Develop these methods using TDD. Your test class should be on a different file than your BalancedTernary class, and both should be submitted for grading.

Additional constraint

The __init__ constructor, when it takes a decimal integer as a parameter, and the __int__ method, which returns a decimal number, must do some of their work using "normal" integer arithmetic. However, the other methods should work directlly with the balanced ternary representation. In other words: It's "not fair" to do the arithmetic in decimal and present the results in balanced ternary.

When adding two numbers, you have to add each pair of digits, but you may have a carry as well. This means you need to be able to add three "trits" at a time. You can do this much in decimal, if that's convenient.

Advice

You should think carefully about how you want to represent a balanced ternary number internally. A good representation is one that simplifies writing the methods; a poor one will make your programming harder. The simplest internal representation would be as a decimal integer (!), but I'm specifically forbidding that representation.

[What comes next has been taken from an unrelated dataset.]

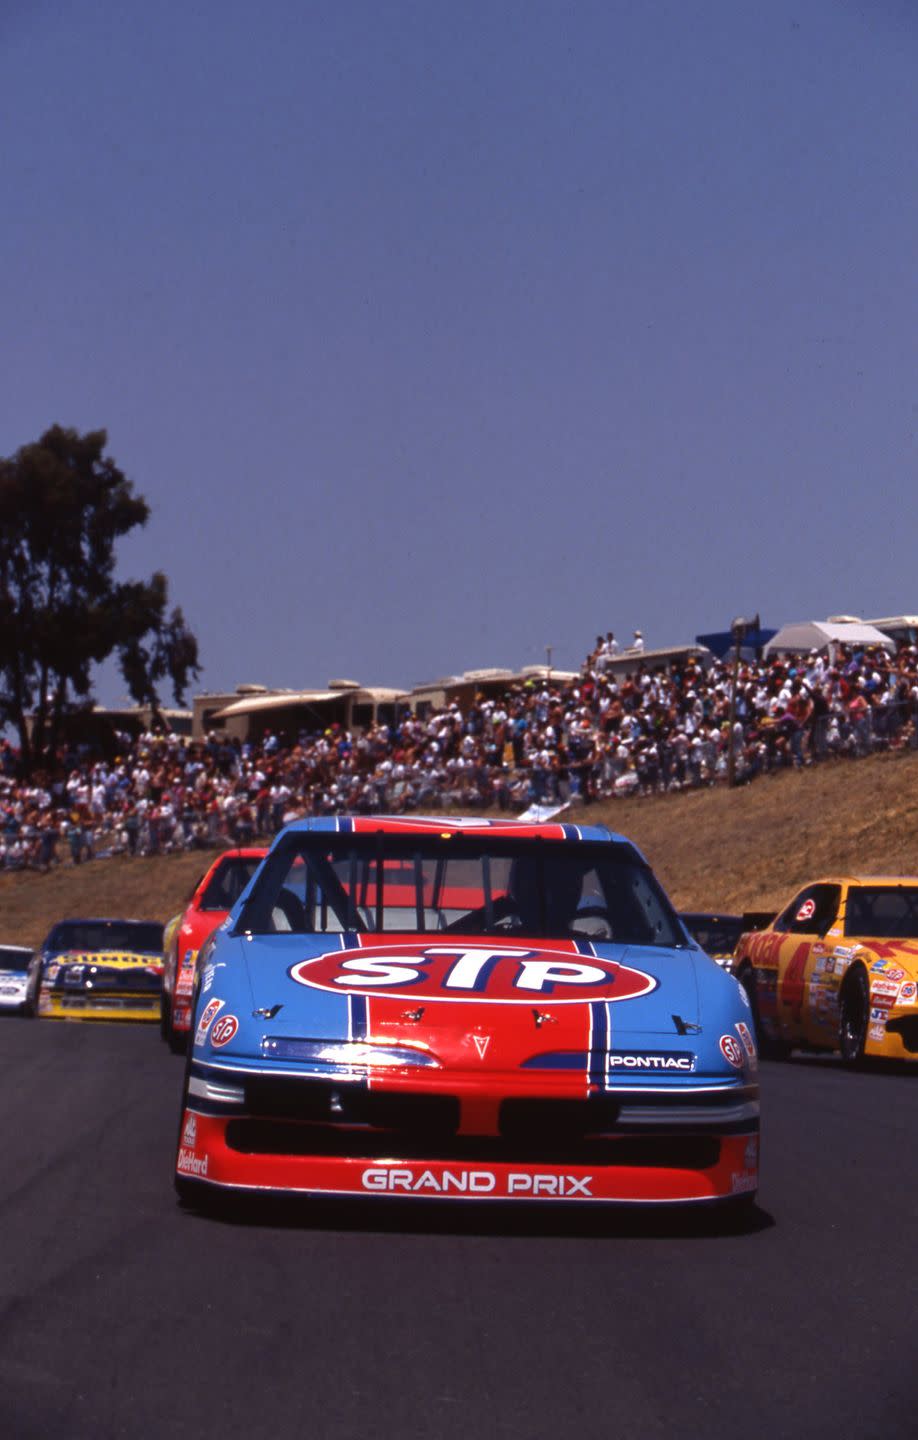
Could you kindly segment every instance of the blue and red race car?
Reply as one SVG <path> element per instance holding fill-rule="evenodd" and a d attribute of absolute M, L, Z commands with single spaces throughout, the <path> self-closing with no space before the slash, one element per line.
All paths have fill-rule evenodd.
<path fill-rule="evenodd" d="M 199 956 L 175 1179 L 748 1202 L 748 1002 L 603 827 L 289 826 Z"/>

When you add two numbers, you frequently have a "carry," so at some point in your code you will have to be able to add three balanced ternary "digits." This might make a good method.

If you have __add__ and __neg__ working, __sub__ is easy. In fact, many of these methods can call other methods to do much of their work.

I found it handy to use dictionaries for a couple of things. The map method came in handy, too. Always be on the lookout for ways to make the program simpler, cleaner, and easier to understand.

Grading:

Your methods should work correctly; everything should pass my unit tests. You should use TDD and write thorough unit tests for all of your methods (including any helper methods).

Style will also be a factor, moreso than in previous programs. You should follow the DRY principle, and the conventions for spaces, along with all the style rules discussed previously. (Following DRY is less important in the unit test methods, but even there you should look for ways to save work.

Due date:

Midnight, October 27 29, via Blackboard. Zip your files and submit one zip file. Only one of you and your partner should submit, but be sure both your names are clearly visible in Blackboard comments and in the program comments.